Awesome

regexy

A Python library for parsing, compiling, and executing regular expressions. All searches execute in linear time with respect to the size of the regular expression and search text.

Initial work inspired by Thompson's NFA paper.
APIs inspired by RE2 and Python's re module.
Implementation is my own and it's not influenced by any existing solution.
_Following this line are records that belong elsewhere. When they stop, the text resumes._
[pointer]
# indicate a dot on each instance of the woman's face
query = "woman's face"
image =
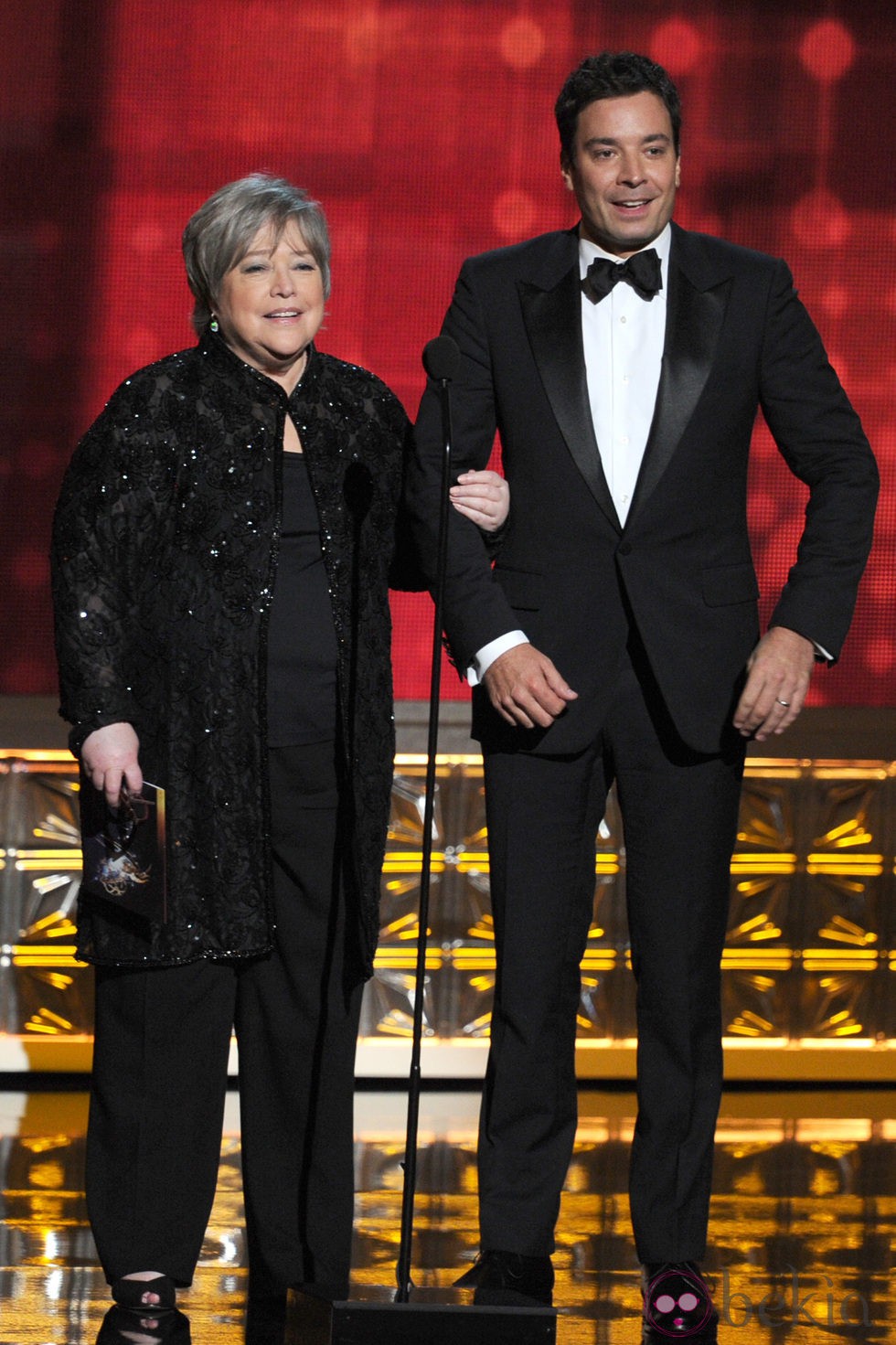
(272, 303)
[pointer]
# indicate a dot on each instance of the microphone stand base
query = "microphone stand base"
(432, 1317)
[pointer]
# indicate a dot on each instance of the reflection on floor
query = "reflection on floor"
(804, 1219)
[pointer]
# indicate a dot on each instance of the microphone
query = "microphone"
(442, 358)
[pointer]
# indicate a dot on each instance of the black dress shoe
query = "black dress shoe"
(508, 1279)
(677, 1302)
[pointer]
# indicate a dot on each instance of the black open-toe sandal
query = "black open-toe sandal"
(120, 1325)
(128, 1293)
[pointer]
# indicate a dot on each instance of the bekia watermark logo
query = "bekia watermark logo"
(793, 1302)
(677, 1304)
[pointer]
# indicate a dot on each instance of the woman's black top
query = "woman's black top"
(302, 642)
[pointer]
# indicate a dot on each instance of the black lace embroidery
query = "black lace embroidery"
(163, 567)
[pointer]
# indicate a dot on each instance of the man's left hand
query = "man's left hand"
(778, 677)
(482, 496)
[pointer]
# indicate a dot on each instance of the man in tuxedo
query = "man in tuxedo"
(616, 639)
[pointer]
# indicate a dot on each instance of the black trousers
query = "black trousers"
(160, 1075)
(679, 818)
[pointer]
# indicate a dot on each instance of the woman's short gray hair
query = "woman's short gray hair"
(219, 233)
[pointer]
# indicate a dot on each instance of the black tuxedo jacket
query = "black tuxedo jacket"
(681, 569)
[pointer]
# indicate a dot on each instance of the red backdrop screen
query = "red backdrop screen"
(427, 131)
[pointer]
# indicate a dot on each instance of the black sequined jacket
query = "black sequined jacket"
(165, 556)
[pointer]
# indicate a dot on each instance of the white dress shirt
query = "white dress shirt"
(624, 339)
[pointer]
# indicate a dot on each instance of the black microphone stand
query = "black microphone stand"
(420, 1317)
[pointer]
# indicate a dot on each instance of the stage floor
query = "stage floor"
(804, 1217)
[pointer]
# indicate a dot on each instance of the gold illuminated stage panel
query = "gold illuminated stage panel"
(807, 970)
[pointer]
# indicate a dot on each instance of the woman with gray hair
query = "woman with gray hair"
(224, 545)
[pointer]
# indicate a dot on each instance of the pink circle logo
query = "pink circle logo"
(677, 1304)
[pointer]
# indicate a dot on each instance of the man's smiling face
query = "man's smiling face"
(624, 173)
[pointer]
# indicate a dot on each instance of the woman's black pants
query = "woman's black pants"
(160, 1075)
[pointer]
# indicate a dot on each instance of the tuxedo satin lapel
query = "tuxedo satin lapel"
(693, 326)
(553, 323)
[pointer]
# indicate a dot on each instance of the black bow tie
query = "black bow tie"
(642, 272)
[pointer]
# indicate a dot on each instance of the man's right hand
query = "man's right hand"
(109, 756)
(527, 689)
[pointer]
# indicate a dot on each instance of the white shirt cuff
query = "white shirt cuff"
(483, 659)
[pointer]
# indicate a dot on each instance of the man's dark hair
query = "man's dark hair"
(613, 74)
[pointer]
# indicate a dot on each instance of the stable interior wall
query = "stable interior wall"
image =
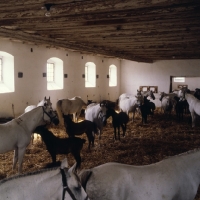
(134, 75)
(31, 60)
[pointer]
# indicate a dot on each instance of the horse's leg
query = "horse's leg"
(77, 115)
(77, 157)
(89, 139)
(193, 118)
(118, 131)
(15, 158)
(123, 129)
(21, 152)
(53, 156)
(74, 117)
(114, 133)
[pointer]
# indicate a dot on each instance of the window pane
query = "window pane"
(1, 68)
(50, 72)
(179, 79)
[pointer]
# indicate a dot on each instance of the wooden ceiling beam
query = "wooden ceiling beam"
(67, 45)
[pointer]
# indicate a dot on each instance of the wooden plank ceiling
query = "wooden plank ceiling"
(137, 30)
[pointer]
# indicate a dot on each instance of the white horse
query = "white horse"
(174, 178)
(45, 184)
(96, 113)
(194, 104)
(16, 134)
(45, 101)
(70, 106)
(130, 104)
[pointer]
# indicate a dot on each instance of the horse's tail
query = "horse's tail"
(59, 111)
(84, 104)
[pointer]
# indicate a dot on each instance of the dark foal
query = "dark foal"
(80, 128)
(57, 145)
(118, 119)
(147, 108)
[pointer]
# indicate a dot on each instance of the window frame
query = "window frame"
(112, 73)
(1, 69)
(53, 76)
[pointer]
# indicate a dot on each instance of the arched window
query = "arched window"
(112, 75)
(90, 74)
(54, 74)
(6, 72)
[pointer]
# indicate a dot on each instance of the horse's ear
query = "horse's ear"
(64, 164)
(73, 168)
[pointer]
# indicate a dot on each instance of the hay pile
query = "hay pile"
(144, 144)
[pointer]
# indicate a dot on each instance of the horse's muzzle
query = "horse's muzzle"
(55, 121)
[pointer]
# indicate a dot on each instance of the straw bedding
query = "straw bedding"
(162, 137)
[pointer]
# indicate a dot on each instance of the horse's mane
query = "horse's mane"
(184, 153)
(27, 174)
(192, 96)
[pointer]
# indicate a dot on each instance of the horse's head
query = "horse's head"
(139, 92)
(162, 94)
(50, 115)
(67, 118)
(102, 113)
(71, 182)
(182, 93)
(139, 100)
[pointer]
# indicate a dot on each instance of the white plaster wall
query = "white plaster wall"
(134, 74)
(32, 87)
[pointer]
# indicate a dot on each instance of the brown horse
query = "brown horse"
(79, 128)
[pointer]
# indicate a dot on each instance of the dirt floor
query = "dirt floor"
(162, 137)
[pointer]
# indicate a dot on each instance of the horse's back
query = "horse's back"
(29, 108)
(127, 104)
(148, 182)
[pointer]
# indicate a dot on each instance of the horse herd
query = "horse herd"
(173, 178)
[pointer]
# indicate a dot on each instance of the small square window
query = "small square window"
(1, 70)
(179, 79)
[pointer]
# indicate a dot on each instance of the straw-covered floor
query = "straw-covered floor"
(162, 137)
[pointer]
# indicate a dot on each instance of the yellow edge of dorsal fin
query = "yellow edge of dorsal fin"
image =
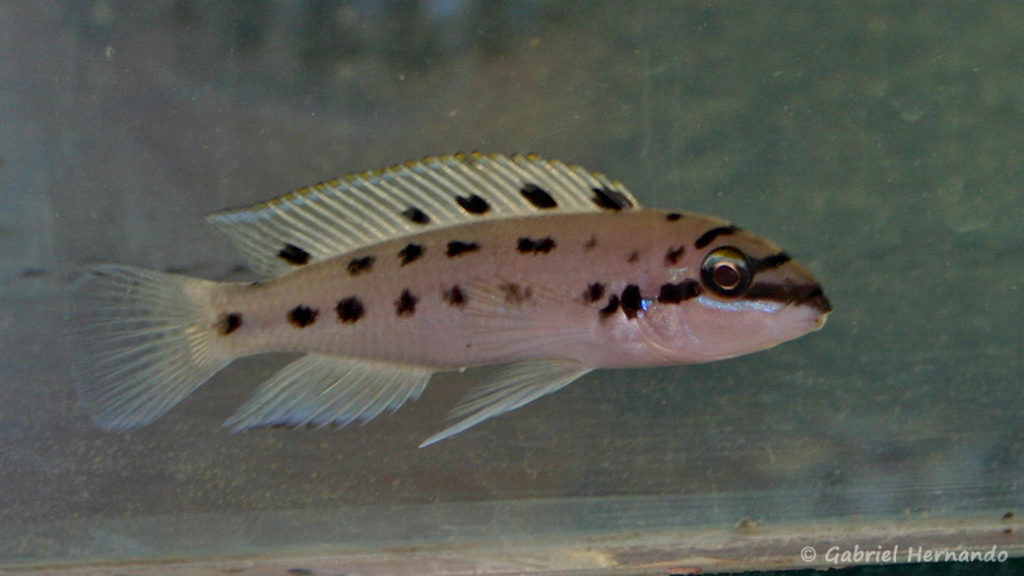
(333, 217)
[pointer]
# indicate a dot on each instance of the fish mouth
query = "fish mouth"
(801, 294)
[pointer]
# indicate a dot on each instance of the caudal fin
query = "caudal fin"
(140, 342)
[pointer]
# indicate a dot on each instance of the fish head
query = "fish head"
(742, 294)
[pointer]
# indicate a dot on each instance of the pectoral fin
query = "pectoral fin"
(508, 387)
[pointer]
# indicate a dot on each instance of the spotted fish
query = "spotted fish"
(538, 270)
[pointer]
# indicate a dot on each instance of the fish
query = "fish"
(527, 271)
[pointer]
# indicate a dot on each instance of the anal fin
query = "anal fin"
(320, 389)
(510, 386)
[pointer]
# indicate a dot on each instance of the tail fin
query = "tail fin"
(141, 341)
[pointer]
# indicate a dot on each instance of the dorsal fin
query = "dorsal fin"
(357, 210)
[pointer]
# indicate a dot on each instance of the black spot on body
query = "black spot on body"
(774, 260)
(675, 293)
(632, 300)
(406, 304)
(610, 199)
(542, 246)
(473, 204)
(301, 316)
(228, 323)
(672, 255)
(611, 307)
(349, 310)
(294, 255)
(359, 265)
(594, 292)
(710, 236)
(410, 253)
(454, 295)
(458, 248)
(416, 215)
(538, 197)
(514, 293)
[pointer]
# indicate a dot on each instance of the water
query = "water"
(876, 142)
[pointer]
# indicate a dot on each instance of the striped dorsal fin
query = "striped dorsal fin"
(334, 217)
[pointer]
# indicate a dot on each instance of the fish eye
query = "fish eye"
(726, 272)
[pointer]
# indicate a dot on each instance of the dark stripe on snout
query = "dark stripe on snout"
(806, 294)
(710, 236)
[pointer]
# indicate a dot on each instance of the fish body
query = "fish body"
(540, 270)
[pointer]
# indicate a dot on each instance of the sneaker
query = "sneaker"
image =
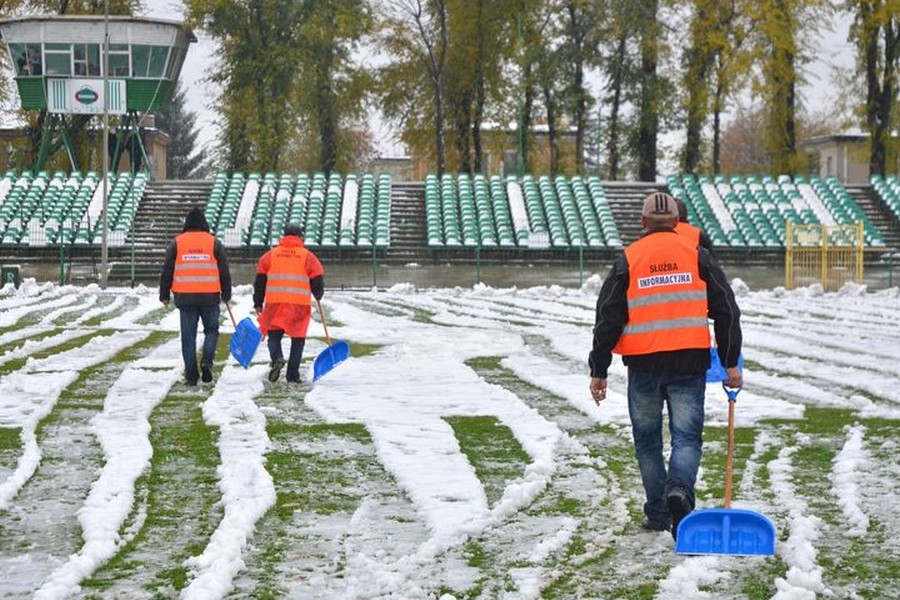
(648, 525)
(275, 371)
(679, 507)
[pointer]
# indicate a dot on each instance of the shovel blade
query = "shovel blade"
(245, 341)
(729, 531)
(329, 358)
(716, 371)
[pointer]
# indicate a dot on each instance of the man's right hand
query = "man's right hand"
(735, 377)
(598, 389)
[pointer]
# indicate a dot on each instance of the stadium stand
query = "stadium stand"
(447, 215)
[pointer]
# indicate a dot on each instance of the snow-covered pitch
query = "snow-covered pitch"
(374, 483)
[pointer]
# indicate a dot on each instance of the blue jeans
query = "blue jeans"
(683, 397)
(297, 344)
(190, 316)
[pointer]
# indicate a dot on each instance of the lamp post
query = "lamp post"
(104, 170)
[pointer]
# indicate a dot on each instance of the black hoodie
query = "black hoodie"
(195, 221)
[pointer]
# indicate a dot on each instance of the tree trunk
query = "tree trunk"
(618, 77)
(525, 125)
(550, 102)
(649, 102)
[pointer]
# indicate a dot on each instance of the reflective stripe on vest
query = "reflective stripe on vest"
(196, 267)
(689, 231)
(286, 281)
(667, 306)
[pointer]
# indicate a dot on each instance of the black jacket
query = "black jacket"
(195, 221)
(612, 315)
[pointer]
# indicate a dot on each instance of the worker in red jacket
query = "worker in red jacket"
(653, 310)
(288, 277)
(196, 271)
(695, 234)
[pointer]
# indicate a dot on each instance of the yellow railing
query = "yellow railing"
(829, 254)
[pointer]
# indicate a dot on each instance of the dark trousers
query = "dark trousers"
(190, 317)
(274, 341)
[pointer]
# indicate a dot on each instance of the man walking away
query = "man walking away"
(287, 278)
(653, 310)
(697, 236)
(196, 272)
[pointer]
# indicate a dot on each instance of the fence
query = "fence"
(829, 254)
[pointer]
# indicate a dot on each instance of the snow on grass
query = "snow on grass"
(564, 525)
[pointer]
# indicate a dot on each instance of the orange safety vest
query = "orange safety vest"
(287, 281)
(667, 306)
(686, 229)
(196, 267)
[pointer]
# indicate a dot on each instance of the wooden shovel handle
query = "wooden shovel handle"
(233, 322)
(729, 458)
(324, 326)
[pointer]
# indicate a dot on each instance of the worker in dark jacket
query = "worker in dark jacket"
(695, 234)
(287, 278)
(196, 271)
(653, 310)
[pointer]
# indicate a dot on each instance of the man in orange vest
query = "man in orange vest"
(652, 309)
(196, 271)
(695, 234)
(287, 278)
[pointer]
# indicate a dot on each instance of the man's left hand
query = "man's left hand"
(735, 377)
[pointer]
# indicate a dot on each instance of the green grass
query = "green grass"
(492, 450)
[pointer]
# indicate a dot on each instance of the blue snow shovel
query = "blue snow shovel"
(331, 356)
(245, 340)
(716, 371)
(726, 530)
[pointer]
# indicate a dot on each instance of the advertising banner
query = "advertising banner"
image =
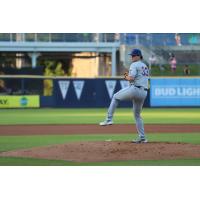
(175, 92)
(27, 101)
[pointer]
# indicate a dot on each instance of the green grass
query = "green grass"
(21, 142)
(194, 71)
(94, 116)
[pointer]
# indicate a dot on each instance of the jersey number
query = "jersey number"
(145, 71)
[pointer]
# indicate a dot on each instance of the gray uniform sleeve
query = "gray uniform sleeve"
(132, 70)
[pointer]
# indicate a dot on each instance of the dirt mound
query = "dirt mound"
(110, 151)
(95, 129)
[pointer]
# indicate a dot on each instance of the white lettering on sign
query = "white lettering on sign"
(177, 91)
(78, 86)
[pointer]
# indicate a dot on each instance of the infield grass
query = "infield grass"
(94, 116)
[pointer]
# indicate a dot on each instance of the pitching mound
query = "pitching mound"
(110, 151)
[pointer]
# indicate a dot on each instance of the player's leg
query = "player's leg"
(124, 94)
(137, 109)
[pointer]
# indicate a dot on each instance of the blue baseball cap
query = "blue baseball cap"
(136, 52)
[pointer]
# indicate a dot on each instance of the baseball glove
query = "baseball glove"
(125, 74)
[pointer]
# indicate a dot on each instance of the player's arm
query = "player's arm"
(132, 72)
(128, 77)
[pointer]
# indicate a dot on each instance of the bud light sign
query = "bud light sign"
(175, 92)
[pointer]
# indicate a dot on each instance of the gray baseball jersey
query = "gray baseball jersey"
(140, 72)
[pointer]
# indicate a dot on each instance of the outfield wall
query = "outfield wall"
(77, 93)
(175, 92)
(98, 92)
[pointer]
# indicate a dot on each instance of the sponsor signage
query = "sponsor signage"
(64, 86)
(175, 92)
(28, 101)
(78, 87)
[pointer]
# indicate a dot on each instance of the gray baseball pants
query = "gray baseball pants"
(137, 96)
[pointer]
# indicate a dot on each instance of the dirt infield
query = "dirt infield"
(110, 151)
(94, 129)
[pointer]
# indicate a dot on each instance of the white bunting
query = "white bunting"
(64, 86)
(124, 84)
(110, 85)
(78, 86)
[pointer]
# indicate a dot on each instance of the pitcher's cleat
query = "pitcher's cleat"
(140, 140)
(106, 123)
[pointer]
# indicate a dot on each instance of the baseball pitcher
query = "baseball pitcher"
(136, 92)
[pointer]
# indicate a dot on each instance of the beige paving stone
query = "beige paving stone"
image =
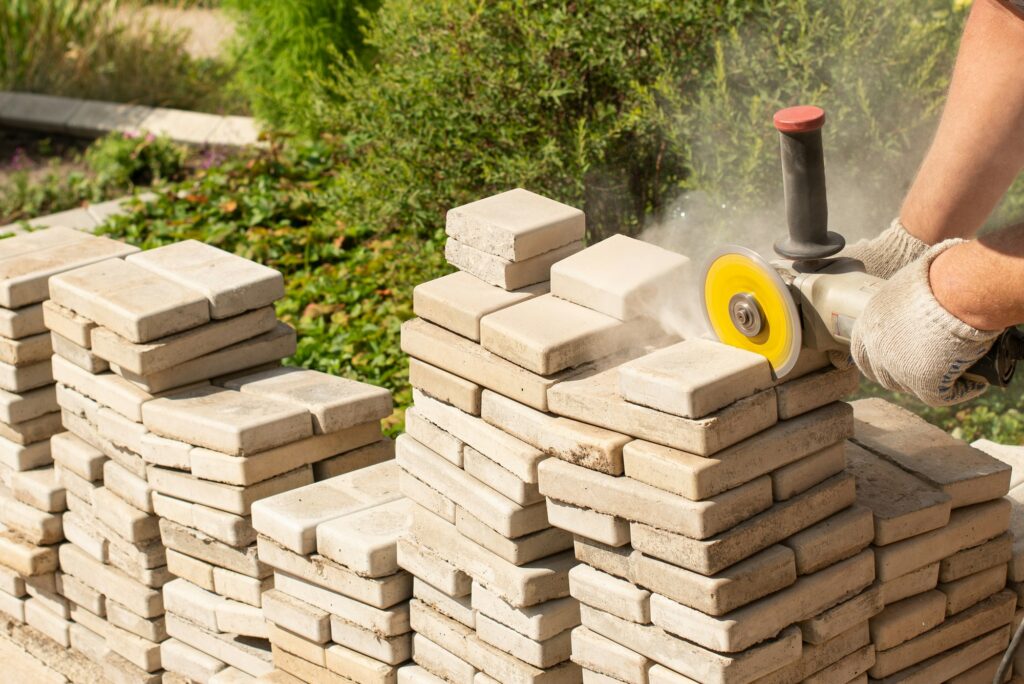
(334, 402)
(910, 584)
(839, 620)
(974, 622)
(755, 623)
(964, 593)
(638, 502)
(748, 581)
(172, 350)
(26, 351)
(131, 301)
(546, 335)
(905, 620)
(502, 272)
(456, 354)
(969, 476)
(459, 300)
(801, 475)
(516, 224)
(585, 522)
(969, 526)
(29, 262)
(14, 379)
(226, 421)
(969, 561)
(69, 325)
(499, 512)
(604, 592)
(15, 324)
(903, 505)
(593, 397)
(693, 660)
(693, 378)
(806, 393)
(698, 477)
(377, 592)
(597, 653)
(623, 278)
(80, 356)
(514, 455)
(231, 284)
(832, 540)
(780, 521)
(520, 586)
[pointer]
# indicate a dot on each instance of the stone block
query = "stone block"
(637, 502)
(227, 421)
(623, 278)
(698, 477)
(546, 335)
(968, 475)
(515, 225)
(335, 403)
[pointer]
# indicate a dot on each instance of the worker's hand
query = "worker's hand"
(887, 253)
(906, 341)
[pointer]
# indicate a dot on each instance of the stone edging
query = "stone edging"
(88, 118)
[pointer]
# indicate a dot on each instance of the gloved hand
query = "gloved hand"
(906, 341)
(887, 253)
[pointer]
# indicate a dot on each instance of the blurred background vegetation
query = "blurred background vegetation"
(653, 116)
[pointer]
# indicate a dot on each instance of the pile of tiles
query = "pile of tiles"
(339, 609)
(491, 588)
(126, 331)
(31, 499)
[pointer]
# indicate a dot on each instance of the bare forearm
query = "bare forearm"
(982, 282)
(979, 146)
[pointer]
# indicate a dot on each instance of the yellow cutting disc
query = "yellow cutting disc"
(748, 305)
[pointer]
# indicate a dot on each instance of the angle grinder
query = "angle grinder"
(807, 297)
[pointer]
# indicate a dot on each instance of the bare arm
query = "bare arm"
(979, 146)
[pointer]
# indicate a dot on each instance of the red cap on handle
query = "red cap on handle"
(800, 119)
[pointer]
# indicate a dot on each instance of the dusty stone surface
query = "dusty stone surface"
(968, 475)
(623, 278)
(516, 224)
(693, 378)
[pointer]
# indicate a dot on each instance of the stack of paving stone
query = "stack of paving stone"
(941, 547)
(31, 499)
(491, 588)
(255, 436)
(339, 609)
(124, 332)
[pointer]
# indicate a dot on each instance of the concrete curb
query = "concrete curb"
(87, 118)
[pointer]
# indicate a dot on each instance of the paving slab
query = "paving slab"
(623, 278)
(516, 224)
(335, 403)
(967, 474)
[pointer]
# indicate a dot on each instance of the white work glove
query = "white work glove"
(887, 253)
(907, 342)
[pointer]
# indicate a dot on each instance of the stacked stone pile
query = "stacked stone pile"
(941, 547)
(339, 609)
(31, 499)
(491, 588)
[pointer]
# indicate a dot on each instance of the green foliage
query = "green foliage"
(80, 48)
(281, 47)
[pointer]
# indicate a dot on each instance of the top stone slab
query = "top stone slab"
(135, 303)
(515, 225)
(335, 402)
(693, 378)
(29, 260)
(623, 278)
(232, 285)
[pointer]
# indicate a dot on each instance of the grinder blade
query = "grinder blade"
(748, 305)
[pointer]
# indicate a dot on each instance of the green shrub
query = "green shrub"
(282, 46)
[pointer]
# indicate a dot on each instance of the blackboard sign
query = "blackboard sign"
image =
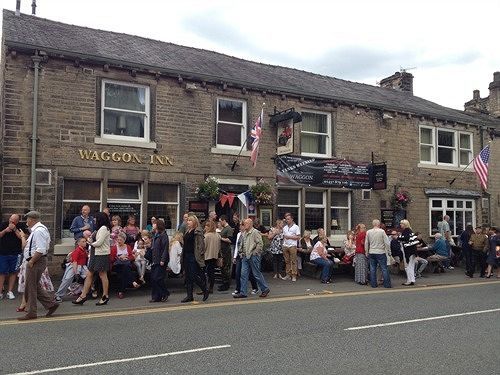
(322, 172)
(378, 176)
(391, 218)
(200, 209)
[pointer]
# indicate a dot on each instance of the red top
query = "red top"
(360, 243)
(79, 256)
(114, 251)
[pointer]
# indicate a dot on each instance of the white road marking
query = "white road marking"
(421, 320)
(121, 360)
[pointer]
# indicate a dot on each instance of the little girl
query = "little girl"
(140, 261)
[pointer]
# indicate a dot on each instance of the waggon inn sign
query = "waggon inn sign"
(125, 157)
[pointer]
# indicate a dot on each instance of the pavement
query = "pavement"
(139, 299)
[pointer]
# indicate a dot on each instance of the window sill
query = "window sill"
(227, 151)
(445, 167)
(116, 142)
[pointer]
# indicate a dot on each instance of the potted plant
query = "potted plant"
(208, 189)
(263, 193)
(400, 199)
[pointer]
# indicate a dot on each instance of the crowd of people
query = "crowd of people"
(197, 250)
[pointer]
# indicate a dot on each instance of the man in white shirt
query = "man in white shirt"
(376, 247)
(36, 248)
(291, 234)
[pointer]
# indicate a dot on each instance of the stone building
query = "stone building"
(134, 124)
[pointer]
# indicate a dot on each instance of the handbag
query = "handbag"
(390, 260)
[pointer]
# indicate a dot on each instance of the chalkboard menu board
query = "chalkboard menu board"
(322, 172)
(391, 218)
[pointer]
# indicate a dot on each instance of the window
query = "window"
(340, 212)
(163, 202)
(315, 134)
(124, 200)
(314, 210)
(445, 147)
(125, 111)
(231, 123)
(77, 194)
(288, 201)
(460, 211)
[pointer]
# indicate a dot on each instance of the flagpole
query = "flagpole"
(246, 140)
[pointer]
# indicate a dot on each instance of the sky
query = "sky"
(450, 47)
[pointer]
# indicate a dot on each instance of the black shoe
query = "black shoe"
(104, 301)
(79, 301)
(239, 295)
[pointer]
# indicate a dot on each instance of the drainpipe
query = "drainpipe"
(34, 137)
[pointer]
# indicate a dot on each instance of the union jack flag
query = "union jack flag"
(481, 166)
(255, 134)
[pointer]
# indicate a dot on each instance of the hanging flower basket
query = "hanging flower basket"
(263, 193)
(208, 190)
(401, 199)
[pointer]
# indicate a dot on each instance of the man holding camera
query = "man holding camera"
(36, 248)
(10, 250)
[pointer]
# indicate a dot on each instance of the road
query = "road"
(292, 335)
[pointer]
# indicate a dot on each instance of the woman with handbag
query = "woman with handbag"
(193, 259)
(493, 253)
(360, 260)
(409, 241)
(275, 235)
(99, 259)
(122, 257)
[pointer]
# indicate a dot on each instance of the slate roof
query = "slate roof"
(26, 31)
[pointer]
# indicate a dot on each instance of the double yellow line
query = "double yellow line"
(232, 303)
Be aware! This is nothing more than an experiment for researching purposes.

Status

Compatibility

Python +3.5

Install

$ pip install regexy

Usage

Notice regexy returns all capturing groups specified within a repeated sub-expression

import regexy

regexy.match(regexy.compile(r'((a)*b)'), 'aab')
# Match<('aab', ('a', 'a'))>

regexy.match(regexy.compile(r'a'), 'b')
# None

regexy.match(regexy.compile(r'a'), 'a')
# Match<()>

Streams are supported (i.e: network and files)

Note: Capturing may take as much RAM as all of the data in worst case when the full regex is captured

import io
import regexy


def stream_gen():
    stream = io.BytesIO(b'Im a stream')
    stream_wrapper = io.TextIOWrapper(stream, encoding='utf-8', write_through=True)

    while True:
        chars = stream_wrapper.read(5)

        if not chars:
            break

        yield from chars

regexy.match(regexy.compile(r'(\w+| +)*'), stream_gen())
# (('Im', ' ', 'a', ' ', 'stream'),)

Here is a (undocumented) way to print the generated NFA for debugging purposes:

import regexy

str(regexy.compile(r'a*').state)
# ('*', [('a', [('*', [...])]), ('EOF', [])])
# The [...] thing means it's recursive

Docs

Read The Docs

Tests

$ make test

License

MIT